# What's the real benefit of the HR10-250?



## scubaduba (Sep 14, 2006)

Why us the HR10-250 so popular? It doesn't work with the new Mpeg4 technology correct? What's the real benefit?


----------



## texasbrit (Aug 9, 2006)

1. It's a TiVo and many people much prefer the user interface
2. It works....!!
3. It has OTA tuners that are activated

The HR20 will never be TiVo but eventually the OTA tuners will be activated and (hopefully) DirecTV will fix most of the bugs. Right now it is in a mess, the last update created more problems than it solved. 

I have both boxes so I can see both sides of the argument. I prefer some of the HR20 user interface but right now with the HR20 I have a DVR that sometimes does not record what I ask it to, sometimes does not play what I recorded, and won't fast forward properly. And does not have neat TiVo features like double buffers.


----------



## JLucPicard (Apr 27, 2004)

texasbrit,

When you say does not fast forward properly, does it sometimes work and sometimes not and most times (if not nearly always), stop and stutter in place without proceeding any further?

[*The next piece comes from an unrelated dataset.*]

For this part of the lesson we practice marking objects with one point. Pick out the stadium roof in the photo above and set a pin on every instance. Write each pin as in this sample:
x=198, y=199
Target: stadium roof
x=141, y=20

I have noticed that a lot in watching recorded programs and wondered if I maybe had a faulty receiver, or is that common on the HR20s?

scubaduba,

Without having read texasbrit's response first, I had come up with the the same three points. I've had the HR20 for a little over a week now, and allowing that it will take me some time to get used to the unit's interface and such, I still find myself thinking as I'm watching recorded material, etc. that the TiVo sure is better in my book.


----------



## Que (Apr 15, 2006)

Main thing is.... that it works!

Also like

dual buffers
OTA
30 skip
info buffer (tells you what is on the other turner)
records what it should 
doesn't deleted half shows
and again dual buffers. I use this way too much.


----------



## scubaduba (Sep 14, 2006)

Thanks everyone! I do love the TIVO interface so any D* unit with Tivo is a plus in my book. I agree with the strengths of the dual tuners, info buffer, 30 second skip etc.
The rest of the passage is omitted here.